8. Certain contradictions in Puerto Rican culture are symbolized by the juxtaposition in Santurce of the Evangelical church and the botanica. How does each one minister to the spiritual needs of the people? How do the different belief systems of the Puerto Ricans–Christian, African, Native American–manifest themselves in the Santiago family?

9. What effect does the past tense of the title have on the reader? (Discuss this point as if you haven’t read Santiago’s note to readers.) At the end of the book, Esmeralda Santiago calls herself a hybrid. Is there anger in her conclusion, as well as pride in her own achievement?

10. In writing When I Was Puerto Rican, Esmeralda Santiago encountered difficulties in finding appropriate English terms for some of the Puerto Rican concepts she was trying to convey. She decided to leave many of these words in Spanish, providing a glossary at the end of the book. Can you explain why she might have had a hard time finding exact English equivalents for concepts like dignidad, jÌbaro or toda una señorita? Can you come up with good translations of these terms and others in the text?

11. How does Papi define "imperialism"? Does Negi come to share his opinion? In giving her father’s opinions, is Santiago telling the reader something about America or is she using the conversation as a way to reveal her father’s character?

12. How might you compare the Latino experience of assimilation with those of, for example, Chinese, Jewish, or Haitian immigrants? How might the cultural barriers between these groups and mainstream America differ? What roles do race and language play in the process?

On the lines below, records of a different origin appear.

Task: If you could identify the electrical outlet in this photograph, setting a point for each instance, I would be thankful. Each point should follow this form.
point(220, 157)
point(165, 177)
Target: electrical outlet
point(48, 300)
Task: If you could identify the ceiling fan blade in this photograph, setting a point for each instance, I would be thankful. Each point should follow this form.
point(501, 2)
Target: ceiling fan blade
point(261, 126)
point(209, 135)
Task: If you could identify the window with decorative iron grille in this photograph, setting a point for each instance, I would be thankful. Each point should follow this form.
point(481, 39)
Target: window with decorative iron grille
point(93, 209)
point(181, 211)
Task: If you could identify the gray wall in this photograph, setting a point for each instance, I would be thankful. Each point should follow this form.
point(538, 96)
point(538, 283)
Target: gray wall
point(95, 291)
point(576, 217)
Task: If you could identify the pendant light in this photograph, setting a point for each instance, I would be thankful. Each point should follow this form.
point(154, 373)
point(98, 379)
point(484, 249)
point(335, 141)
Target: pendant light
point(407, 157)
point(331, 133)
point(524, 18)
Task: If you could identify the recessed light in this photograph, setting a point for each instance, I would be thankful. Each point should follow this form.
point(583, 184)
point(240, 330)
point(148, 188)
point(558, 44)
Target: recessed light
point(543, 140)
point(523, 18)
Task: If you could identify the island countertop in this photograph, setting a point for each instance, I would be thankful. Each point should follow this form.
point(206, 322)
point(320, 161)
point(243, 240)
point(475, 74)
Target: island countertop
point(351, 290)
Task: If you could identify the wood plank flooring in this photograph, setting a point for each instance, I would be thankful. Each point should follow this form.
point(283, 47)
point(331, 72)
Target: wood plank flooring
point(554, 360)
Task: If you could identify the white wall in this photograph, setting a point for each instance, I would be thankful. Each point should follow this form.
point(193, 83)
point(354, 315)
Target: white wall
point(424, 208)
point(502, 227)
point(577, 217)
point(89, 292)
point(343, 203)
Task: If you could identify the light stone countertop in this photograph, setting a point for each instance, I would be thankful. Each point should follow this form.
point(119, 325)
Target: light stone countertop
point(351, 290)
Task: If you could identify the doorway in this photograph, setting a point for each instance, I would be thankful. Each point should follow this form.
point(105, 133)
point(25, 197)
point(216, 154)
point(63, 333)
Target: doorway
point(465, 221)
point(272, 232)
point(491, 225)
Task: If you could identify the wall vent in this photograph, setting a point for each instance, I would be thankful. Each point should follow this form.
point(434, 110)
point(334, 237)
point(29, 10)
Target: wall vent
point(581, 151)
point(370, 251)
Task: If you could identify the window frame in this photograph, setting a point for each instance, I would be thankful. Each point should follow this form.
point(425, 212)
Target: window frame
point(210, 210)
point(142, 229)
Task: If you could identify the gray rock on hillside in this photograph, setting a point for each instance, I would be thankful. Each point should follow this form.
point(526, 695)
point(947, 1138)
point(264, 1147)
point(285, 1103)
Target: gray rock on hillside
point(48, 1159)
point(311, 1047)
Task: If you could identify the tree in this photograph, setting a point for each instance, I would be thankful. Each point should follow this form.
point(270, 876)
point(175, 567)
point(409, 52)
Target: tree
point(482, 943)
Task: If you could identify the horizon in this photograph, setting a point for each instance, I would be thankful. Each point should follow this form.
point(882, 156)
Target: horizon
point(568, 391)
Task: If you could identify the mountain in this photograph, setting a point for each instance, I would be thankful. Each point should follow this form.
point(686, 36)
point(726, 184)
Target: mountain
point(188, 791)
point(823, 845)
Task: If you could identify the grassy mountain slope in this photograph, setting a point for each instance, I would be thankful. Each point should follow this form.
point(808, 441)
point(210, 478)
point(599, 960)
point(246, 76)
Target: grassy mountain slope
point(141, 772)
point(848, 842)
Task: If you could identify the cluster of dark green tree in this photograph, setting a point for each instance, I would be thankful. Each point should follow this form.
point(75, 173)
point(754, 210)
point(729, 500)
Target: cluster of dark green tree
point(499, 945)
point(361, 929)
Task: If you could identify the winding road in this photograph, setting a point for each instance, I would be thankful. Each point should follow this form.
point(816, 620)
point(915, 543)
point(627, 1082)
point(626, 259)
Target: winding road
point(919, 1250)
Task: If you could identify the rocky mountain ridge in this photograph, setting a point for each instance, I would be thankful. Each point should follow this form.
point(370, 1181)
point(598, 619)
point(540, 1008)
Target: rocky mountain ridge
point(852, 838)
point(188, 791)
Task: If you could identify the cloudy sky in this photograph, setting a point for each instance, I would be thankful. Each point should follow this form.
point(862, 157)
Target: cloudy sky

13. When I Was Puerto Rican is nonfiction, but Santiago relies on many techniques important to fiction writing. What sort of "narrative voice" has she chosen to use? What ideas of Negi’s character and culture do we glean from her narrative style? She has chosen to portray her parents and relatives not as fully developed characters but as adults seen from a child’s point of view. How does that enhance or detract from the book’s impact?

About this Author

A Note to the Reader from Esmeralda Santiago:

When I began writing this book, I had no idea it would result in a dialogue about cultural identity. But as I’ve traveled around the country talking about it, people tell me that, while the culture I’m describing may not be the same as the one they grew up in, the feelings and experiences are familiar, and some of the events could have been taken from their own lives. It has been particularly poignant to speak to immigrants who have returned to their countries, only to discover how much they have changed by immersion in North American culture. They accept and understand the irony of the past tense in the title, the feeling that, while at one time they could not identify themselves as anything but the nationality to which they were born, once they’ve lived in the U.S. their "cultural purity" has been compromised, and they no longer fit as well in their native countries, nor do they feel one hundred percent comfortable as Americans.

When I returned to Puerto Rico after living in New York for seven years, I was told I was no longer Puerto Rican because my Spanish was rusty, my gaze too direct, my personality too assertive for a Puerto Rican woman, and I refused to eat some of the traditional foods like morcilla and tripe stew. I felt as Puerto Rican as when I left the island, but to those who had never left, I was contaminated by Americanisms, and therefore, had become less than Puerto Rican. Yet, in the United States, my darkness, my accented speech, my frequent lapses into the confused silence between English and Spanish identified me as foreign, non-American. In writing the book I wanted to get back to that feeling of Puertoricanness I had before I came here. Its title reflects who I was then, and asks, who am I today?

About the Author:

Esmeralda Santiago is the eldest of eleven children. She spent her childhood in Puerto Rico, moving back and forth between a tiny village and Santurce, a suburb of San Juan. With her mother and siblings she moved to New York City in 1961. She graduated from the High School for the Performing Arts, then attended Harvard University and earned an M.F.A. from Sarah Lawrence College. She is now a journalist and, with her husband, owns a film production company. She is the mother of two children.